Results: General assessment and body weight of the animals did not reveal any alteration in general behavior. The hematological alterations of groups which were injected with 5x10(8) pfu or higher dose (5x10(9) pfu) of APU-E1A and APU-E1A-AR showed no difference in comparison with PBS group, and only slight increased transaminases in contrast to PBS group at 5x10(9) pfu of APU-E1A and APU-E1A-AR were observed. E1A transgene did not disseminate to organs outside of xenograft tumor. Virus replication was not detected in other organs beside tumor according to Luciferase Assay.

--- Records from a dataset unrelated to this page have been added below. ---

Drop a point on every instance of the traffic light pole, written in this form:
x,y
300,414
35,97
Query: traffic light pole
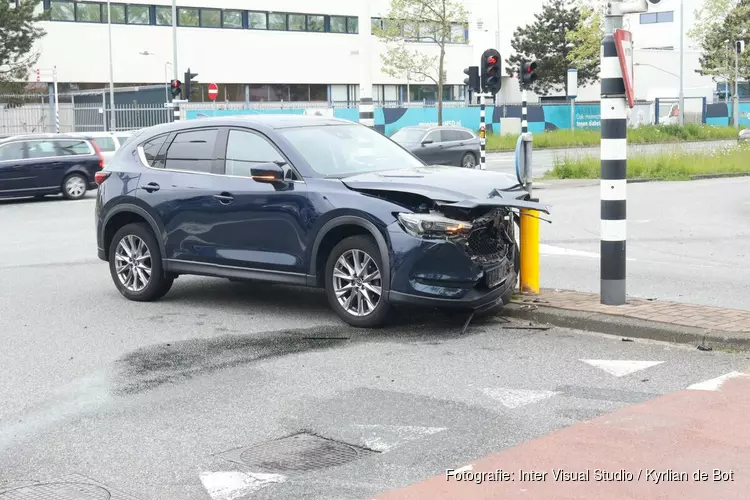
x,y
614,147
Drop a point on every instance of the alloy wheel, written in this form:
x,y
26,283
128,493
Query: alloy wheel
x,y
133,263
357,282
75,186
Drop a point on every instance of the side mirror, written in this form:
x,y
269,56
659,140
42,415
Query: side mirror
x,y
270,173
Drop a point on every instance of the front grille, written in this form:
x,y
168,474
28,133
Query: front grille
x,y
489,239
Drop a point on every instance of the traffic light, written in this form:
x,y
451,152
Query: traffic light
x,y
175,88
491,78
527,74
473,79
189,83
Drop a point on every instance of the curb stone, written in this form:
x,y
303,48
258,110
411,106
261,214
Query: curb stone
x,y
622,326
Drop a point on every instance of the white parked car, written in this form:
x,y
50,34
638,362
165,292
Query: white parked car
x,y
108,142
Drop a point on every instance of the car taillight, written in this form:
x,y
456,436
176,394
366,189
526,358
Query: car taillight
x,y
102,176
99,154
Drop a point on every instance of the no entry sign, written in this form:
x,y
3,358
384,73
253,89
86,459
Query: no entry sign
x,y
213,91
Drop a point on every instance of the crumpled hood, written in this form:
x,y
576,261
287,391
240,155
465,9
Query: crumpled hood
x,y
457,187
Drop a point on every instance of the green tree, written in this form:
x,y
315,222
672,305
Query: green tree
x,y
18,33
545,40
586,39
409,21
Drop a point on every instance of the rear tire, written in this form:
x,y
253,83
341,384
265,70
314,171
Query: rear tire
x,y
74,186
354,284
135,264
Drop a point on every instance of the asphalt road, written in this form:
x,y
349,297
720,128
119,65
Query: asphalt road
x,y
687,241
158,401
544,159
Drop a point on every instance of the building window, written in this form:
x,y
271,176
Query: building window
x,y
657,17
352,25
138,14
62,11
118,13
211,18
164,16
258,21
316,23
188,16
296,22
88,12
232,19
277,21
338,24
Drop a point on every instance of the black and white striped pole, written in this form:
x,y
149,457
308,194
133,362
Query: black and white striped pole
x,y
614,145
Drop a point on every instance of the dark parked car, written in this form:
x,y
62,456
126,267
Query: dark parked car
x,y
454,146
309,201
42,164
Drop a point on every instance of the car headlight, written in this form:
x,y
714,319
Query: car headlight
x,y
432,225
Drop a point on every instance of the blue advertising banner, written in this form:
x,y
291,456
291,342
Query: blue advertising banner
x,y
541,117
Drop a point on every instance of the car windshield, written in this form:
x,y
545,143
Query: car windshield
x,y
408,135
342,150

Conclusions: Our study showed that recombinant adenovirus APU-E1A-AR and APU-E1A appear safe with 5x10(7) pfu and 5x10(8) pfu intratumorally injection in mice, without any discernable effects on general health and behavior.

Fig. (1)

Schematic diagrams of constructed oncolytic adenovirus of APU-E1A, APU-E1A-AR and APU-LUC. APU-E1A is based on Ad5 wherein the Prostate Stem Cell Antigen Enhancer (PSCAE, 327bp) is inserted and endogenous E1a promoter has been replaced by the human UP II promoter. In APU-E1A-AR, the androgen receptor (AR) gene was inserted following E1A. APU-LUC, with LUC gene inserted after UPII, is used to detect the biodistribution of adenovirus.

Fig. (2)

Body weight, hepatic and hematological toxicity profile after increasing single doses of oncolytic adenovirus administration in immunocompetent mice. (A) Average weights of mice from injection to 56 day, immediately prior to euthanasia. (B) The average value for alanine aminotransferase (AST) and aspartate aminotransferase (ALT). (C) The lymphocyte percentage in white blood cell and (D) average value for platelet. Phosphate-buffered saline (PBS) administration was used in the control group. Mean values ± SD of 5–10 mice/group were depicted. * significant (P < 0.05) by One-way analysis of variance compared with the PBS group.

Fig. (3)

Macroscopic and microscopic postmortem analysis (×400 magnification). (A) Weights of organs at sacrifice (n = 5-10 for both groups). Error bars indicate the mean ± SEM. (B–E) H&E staining of the (B) tumor, (C) liver, (D) lung and (E) brain, from animals that were injected with 5×10⁹ pfu APU-E1A-AR. The cellular necrosis of tumor tissue are shown (circle), according to IPP analysis, the tumor necrosis was severe (68% of damage, score of 4). (F) The tumor necrosis area percentage (%) were calculated with software Image-Pro Plus (IPP) 5.1 (n = 5-10 for both groups). Error bars indicate the mean ± SEM. * P <0.05 comparing with PBS control.

Fig. (4)

Anti-E1A immunostaining (×400 magnification). Immunohischemistry for anti-E1A is shown on tumor (A-C), liver (D), lung (E), heart (F), brain (G), spleen (H) and kidney (I) from PBS-treated mice (A), APU-E1A-AR 5×10⁸ pfu treated mice (B) and APU-E1A-AR 5×10⁹ pfu treated mice (C-I).

Fig. (5)

Biodistribution of E1A transgene with qRT-PCR. Relative mean number of copies of E1A transgene (standardized to GAPDH) was qualified in triplicates using Rotor-Gene Real-Time Analysis Software 6.1. * P <0.05 comparing with PBS control.

Fig. (6)

(A) Western blot analysis of E1A protein. Tumor and other major organs (Liver, Lung, Brain) of high dose APU-E1A and APU-E1A-AR injected mice were detected in triplicates, and GAPDH was control. (B) Luciferase reporter assay for APU-LUC. Tumor and other major organs of 5×10⁸ pfu APU-LUC injected mice were detected in triplicates. * p<0.05 comparing with other organs.